We’re far from it. In fact, you’ve likely entered dozens of valid contracts today alone—buying coffee, using an app, agreeing to terms on a website. And yet, only a fraction rise to the level of dispute. So what separates a real contract from a casual promise? Let’s unpack it.
Express Contracts: When Words Create Binding Obligations
An express contract is what most of us picture—clear, direct terms stated aloud or in writing. “I’ll pay $500 for your laptop.” “You deliver by Friday, I wire the funds by noon.” These are explicit promises, deliberately exchanged. No guessing. No reading between the lines. The agreement is on the surface, often documented, sometimes not. But clarity is key.
Express contracts dominate business transactions. They’re behind every SaaS subscription (yes, even that $9.99 monthly tool you forgot about), every freelance gig on Upwork, every real estate closing. Because the terms are spelled out, disputes usually hinge on interpretation, not existence. Courts look at language, context, and intent—what did Party A actually say, and did Party B reasonably understand it that way?
Here’s where it gets tricky: an express contract doesn’t need to be formal. A text message saying “Sold you the bike for $200, cash on pickup” may be fully enforceable. In 2021, a Florida court upheld a real estate deal based on a single emoji—a handshake —sent via iMessage. Yes, really. That’s how much weight modern courts give to digital intent.

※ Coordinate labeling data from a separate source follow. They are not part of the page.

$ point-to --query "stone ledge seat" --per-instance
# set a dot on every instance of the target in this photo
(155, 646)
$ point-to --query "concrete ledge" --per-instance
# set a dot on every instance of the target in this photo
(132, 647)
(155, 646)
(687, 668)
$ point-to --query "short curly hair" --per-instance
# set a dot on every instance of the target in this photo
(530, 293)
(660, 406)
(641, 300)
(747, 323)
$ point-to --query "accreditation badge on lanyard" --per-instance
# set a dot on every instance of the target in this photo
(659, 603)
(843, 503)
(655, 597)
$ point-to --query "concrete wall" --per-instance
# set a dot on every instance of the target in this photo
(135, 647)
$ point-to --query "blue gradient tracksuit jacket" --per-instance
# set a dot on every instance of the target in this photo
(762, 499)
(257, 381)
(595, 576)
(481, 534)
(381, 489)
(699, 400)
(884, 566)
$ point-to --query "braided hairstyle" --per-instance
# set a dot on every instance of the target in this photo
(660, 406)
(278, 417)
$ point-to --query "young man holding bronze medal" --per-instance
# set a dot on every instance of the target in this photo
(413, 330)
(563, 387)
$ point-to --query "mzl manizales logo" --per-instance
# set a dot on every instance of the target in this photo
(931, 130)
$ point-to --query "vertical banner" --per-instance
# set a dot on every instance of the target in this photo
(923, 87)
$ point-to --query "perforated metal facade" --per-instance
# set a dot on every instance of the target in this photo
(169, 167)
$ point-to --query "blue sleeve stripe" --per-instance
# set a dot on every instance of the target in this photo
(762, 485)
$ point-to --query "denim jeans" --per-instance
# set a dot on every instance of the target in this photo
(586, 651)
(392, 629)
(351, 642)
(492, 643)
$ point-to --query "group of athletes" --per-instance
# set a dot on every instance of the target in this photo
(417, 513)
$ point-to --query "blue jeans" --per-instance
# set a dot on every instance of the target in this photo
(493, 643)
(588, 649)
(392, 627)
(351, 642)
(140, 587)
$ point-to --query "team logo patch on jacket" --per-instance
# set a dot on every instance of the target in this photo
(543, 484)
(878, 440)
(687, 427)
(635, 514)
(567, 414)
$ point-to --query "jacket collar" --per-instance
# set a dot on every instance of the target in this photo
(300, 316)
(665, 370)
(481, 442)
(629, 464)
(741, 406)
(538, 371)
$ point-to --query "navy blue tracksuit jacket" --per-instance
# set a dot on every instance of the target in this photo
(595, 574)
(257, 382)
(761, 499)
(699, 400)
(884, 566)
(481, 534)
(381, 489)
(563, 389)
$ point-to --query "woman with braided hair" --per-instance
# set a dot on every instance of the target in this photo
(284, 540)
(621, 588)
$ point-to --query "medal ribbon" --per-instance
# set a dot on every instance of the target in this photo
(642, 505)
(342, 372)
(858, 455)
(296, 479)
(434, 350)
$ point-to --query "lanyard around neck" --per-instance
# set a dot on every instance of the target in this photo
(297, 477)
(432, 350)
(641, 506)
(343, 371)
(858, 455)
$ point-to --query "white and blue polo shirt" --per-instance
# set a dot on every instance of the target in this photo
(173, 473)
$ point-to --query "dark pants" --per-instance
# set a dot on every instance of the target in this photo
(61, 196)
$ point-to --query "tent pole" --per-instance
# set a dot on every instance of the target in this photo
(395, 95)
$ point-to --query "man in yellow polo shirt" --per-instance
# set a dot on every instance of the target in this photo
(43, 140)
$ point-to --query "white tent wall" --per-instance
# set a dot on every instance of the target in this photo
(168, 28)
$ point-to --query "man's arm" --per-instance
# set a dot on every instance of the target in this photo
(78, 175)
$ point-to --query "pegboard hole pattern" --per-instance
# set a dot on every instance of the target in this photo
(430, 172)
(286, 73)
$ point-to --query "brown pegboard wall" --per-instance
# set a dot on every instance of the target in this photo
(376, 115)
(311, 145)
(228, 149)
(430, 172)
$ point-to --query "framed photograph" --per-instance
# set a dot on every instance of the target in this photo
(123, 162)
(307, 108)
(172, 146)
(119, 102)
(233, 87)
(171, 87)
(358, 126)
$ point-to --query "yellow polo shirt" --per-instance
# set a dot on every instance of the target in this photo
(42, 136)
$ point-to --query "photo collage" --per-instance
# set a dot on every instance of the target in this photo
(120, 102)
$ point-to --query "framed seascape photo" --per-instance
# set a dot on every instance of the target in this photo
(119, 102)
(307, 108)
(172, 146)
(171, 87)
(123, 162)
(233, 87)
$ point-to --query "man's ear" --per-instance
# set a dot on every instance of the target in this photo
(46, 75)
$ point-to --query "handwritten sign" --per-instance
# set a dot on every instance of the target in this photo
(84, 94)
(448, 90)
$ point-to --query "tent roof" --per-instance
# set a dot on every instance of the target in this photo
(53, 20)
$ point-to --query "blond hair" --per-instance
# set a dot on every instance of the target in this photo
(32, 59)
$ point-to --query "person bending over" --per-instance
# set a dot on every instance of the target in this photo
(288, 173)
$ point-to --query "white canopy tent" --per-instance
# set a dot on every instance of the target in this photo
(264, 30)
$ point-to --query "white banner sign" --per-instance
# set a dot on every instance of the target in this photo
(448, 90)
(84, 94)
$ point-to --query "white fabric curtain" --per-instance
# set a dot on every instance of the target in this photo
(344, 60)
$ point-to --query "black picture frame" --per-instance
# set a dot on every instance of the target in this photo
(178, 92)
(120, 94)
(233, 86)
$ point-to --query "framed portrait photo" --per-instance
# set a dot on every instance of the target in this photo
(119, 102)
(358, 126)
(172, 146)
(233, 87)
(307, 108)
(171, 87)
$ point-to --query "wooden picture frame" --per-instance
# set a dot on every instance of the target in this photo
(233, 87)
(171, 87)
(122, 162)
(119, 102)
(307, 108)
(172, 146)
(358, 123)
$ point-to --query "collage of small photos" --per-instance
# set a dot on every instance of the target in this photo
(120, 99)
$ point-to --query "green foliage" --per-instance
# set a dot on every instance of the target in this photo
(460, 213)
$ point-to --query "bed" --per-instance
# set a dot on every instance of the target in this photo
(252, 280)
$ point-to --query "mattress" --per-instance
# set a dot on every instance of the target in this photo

And that’s exactly where the myth of “it’s not official unless it’s notarized” falls apart. Notarization adds verification, not validity. The law cares about consent and clarity, not ceremony. So if your landlord texts, “Rent is $1,200, due the 1st,” and you reply “Got it,” you’ve just formed an express contract.
Written vs. Oral Express Contracts: Does Format Matter?
Some contracts must be in writing under the Statute of Frauds—like real estate sales, agreements lasting over a year, or promises over $500 in many states. But outside those categories? Oral contracts are legally binding. A handshake deal for roofing repairs? Enforceable. A verbal promise to lend $3,000? Yes, if proven.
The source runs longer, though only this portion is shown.